Antonín Dvořák

The story of the world-famous composer Antonín Dvořák (1841–1904), began in the small Bohemian village of Nelahozeves, just outside of Prague. Dvořák was the eldest of nine children born to Anna and František Dvořák. His father was the village butcher and tavern keeper who was known for regularly entertaining tavern guests with his zither playing. Music was omnipresent in the everyday life of the community. The young Dvořák was exposed to many sounds that eventually made their way into his music. At St. Andrew’s Church, just across the street where he was baptized, a young Dvořák would hear the church organs and the voices of the choir. The local teacher and cantor, Josef Spitz, taught him how to play the violin, and Dvořák soon began participating in church performances and the local band. In 1853, Dvořák moved to the nearby town of Zlonice to further his studies before launching a music career that would take him to new musical heights as one of the few Czech composers to achieve worldwide recognition.

Transforming folk rhythms into great Romantic symphonies, Dvořák was credited with defining a Bohemian national style of music and sharing it with the world.

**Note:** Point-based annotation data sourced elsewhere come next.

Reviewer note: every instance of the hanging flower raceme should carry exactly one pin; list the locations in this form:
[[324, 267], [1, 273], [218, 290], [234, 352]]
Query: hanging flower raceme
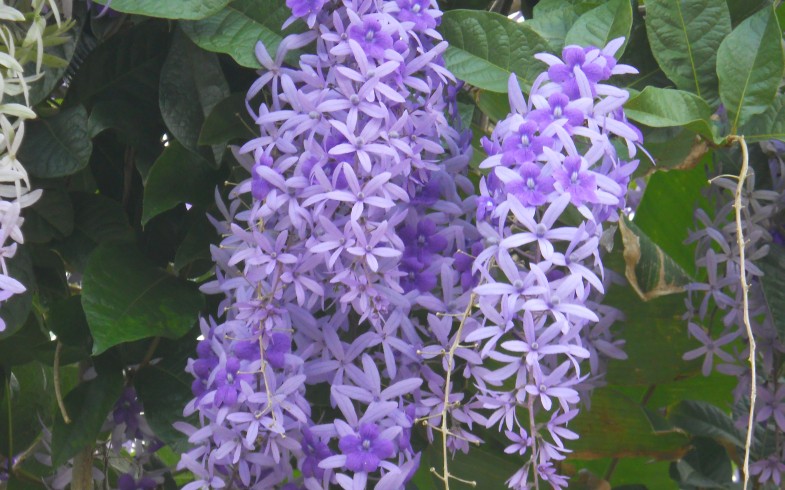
[[319, 245], [15, 190], [555, 178], [715, 311]]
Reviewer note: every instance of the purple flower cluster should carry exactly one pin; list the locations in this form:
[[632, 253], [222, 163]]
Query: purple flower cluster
[[131, 441], [555, 178], [341, 230], [714, 306]]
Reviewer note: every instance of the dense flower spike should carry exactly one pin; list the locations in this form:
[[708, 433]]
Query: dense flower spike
[[539, 278], [327, 246], [714, 307]]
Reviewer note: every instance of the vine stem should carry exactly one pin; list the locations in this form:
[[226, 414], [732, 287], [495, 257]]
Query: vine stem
[[737, 206], [56, 375], [444, 429]]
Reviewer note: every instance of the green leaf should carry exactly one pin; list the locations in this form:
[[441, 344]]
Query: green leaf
[[52, 216], [742, 9], [178, 175], [553, 25], [495, 105], [773, 282], [196, 244], [665, 213], [706, 420], [169, 9], [486, 47], [685, 36], [192, 83], [165, 388], [602, 24], [229, 120], [707, 465], [769, 125], [674, 148], [125, 67], [126, 298], [17, 308], [67, 320], [31, 398], [487, 464], [87, 406], [236, 29], [750, 63], [649, 270], [655, 336], [663, 107], [100, 218], [57, 146]]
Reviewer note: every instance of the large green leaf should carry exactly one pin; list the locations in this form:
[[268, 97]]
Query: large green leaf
[[67, 320], [674, 148], [179, 175], [707, 465], [665, 213], [684, 37], [236, 29], [617, 426], [126, 298], [769, 125], [168, 9], [602, 24], [165, 388], [705, 420], [553, 25], [487, 465], [100, 218], [228, 120], [53, 73], [649, 270], [750, 63], [16, 309], [486, 47], [664, 107], [192, 83], [773, 282], [87, 405], [57, 146], [125, 67], [30, 387]]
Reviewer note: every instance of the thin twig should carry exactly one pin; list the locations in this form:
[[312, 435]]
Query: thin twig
[[56, 375], [745, 303], [444, 429], [149, 354]]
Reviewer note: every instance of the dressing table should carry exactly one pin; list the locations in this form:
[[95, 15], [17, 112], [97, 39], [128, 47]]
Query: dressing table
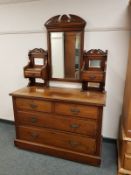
[[63, 122]]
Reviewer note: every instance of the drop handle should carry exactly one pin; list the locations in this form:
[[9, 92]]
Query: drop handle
[[34, 135], [74, 110], [92, 77], [33, 106], [73, 143], [33, 119], [74, 126]]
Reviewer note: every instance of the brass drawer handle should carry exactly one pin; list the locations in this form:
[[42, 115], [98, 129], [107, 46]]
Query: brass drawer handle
[[73, 143], [33, 106], [33, 120], [92, 77], [74, 126], [74, 110], [34, 135]]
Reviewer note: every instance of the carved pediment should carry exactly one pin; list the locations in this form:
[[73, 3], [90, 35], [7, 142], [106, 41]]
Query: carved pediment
[[65, 21]]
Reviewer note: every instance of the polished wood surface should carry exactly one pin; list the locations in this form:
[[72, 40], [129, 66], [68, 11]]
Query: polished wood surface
[[60, 139], [67, 123], [63, 122], [37, 105], [63, 94]]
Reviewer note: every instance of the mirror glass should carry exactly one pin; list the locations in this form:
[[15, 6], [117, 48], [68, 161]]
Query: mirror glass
[[39, 61], [94, 63], [65, 54]]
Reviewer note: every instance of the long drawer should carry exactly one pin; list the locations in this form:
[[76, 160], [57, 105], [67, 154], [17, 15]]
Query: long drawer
[[72, 124], [37, 105], [77, 110], [73, 142]]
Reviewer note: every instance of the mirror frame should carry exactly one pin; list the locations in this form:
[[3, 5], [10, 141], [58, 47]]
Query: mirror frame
[[64, 23]]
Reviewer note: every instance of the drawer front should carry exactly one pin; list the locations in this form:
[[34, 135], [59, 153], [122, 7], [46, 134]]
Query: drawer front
[[92, 76], [127, 162], [34, 105], [128, 147], [62, 140], [77, 110], [87, 127], [32, 74]]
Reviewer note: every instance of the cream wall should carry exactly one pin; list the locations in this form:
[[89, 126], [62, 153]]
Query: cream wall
[[21, 29]]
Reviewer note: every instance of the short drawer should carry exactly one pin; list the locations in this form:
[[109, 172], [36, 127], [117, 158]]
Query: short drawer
[[77, 110], [127, 162], [87, 127], [128, 147], [62, 140], [32, 104], [93, 76]]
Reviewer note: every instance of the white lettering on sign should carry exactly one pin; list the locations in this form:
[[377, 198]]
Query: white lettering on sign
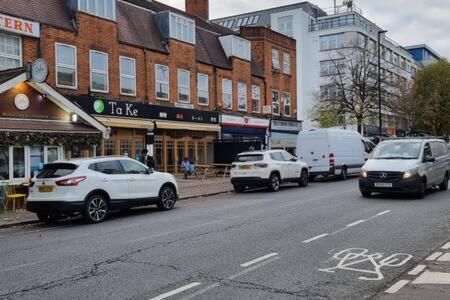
[[359, 259], [20, 26]]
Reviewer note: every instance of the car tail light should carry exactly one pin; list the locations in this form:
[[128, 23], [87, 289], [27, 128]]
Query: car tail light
[[262, 165], [71, 181], [331, 159]]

His major works, including his Slavonic Dances and renowned opera Rusalka, were celebrated in Prague, Vienna, and London. During his tenure as the first Director of the American Conservatory of Music in New York, Dvořák composed his best-known work, Symphony No. 9, “From the New World,” which premiered at Carnegie Hall in December 1893. It was even taken on the Apollo 11 mission to the Moon by Neil Armstrong in 1969.

For all his international acclaim, he never forgot his humble origins. The sights and sounds of his childhood—the clamor of the tavern and the murmuring Vltava River, whistling steam trains and birdsong—all echoed throughout his life and music, always rooted in his beloved Bohemian homeland. 

Dvořák Birth House

Antonín Dvořák’s Birth House, which stands adjacent to Nelahozeves Castle, St. Andrews Church, the historic local train station, and the beautiful Vltava River, dates to the late-16th century. It served as a local tavern, which was the heart of the village of Nelahozeves. In 1842, a major fire broke out which destroyed part of the building. The house was soon rebuilt, followed by later additions that closely resemble its present-day structure. The main building, with its surrounding structures, is a designated cultural monument listed in the official Czech heritage registry. Recognized as the “Antonín Dvořák Memorial” since 1951, the building was administered by the National Museum from 1976–2019, when Lobkowicz Collections o.p.s. took over the outdated house, ancillary buildings, and grounds to transform it into a cohesive musical heritage site.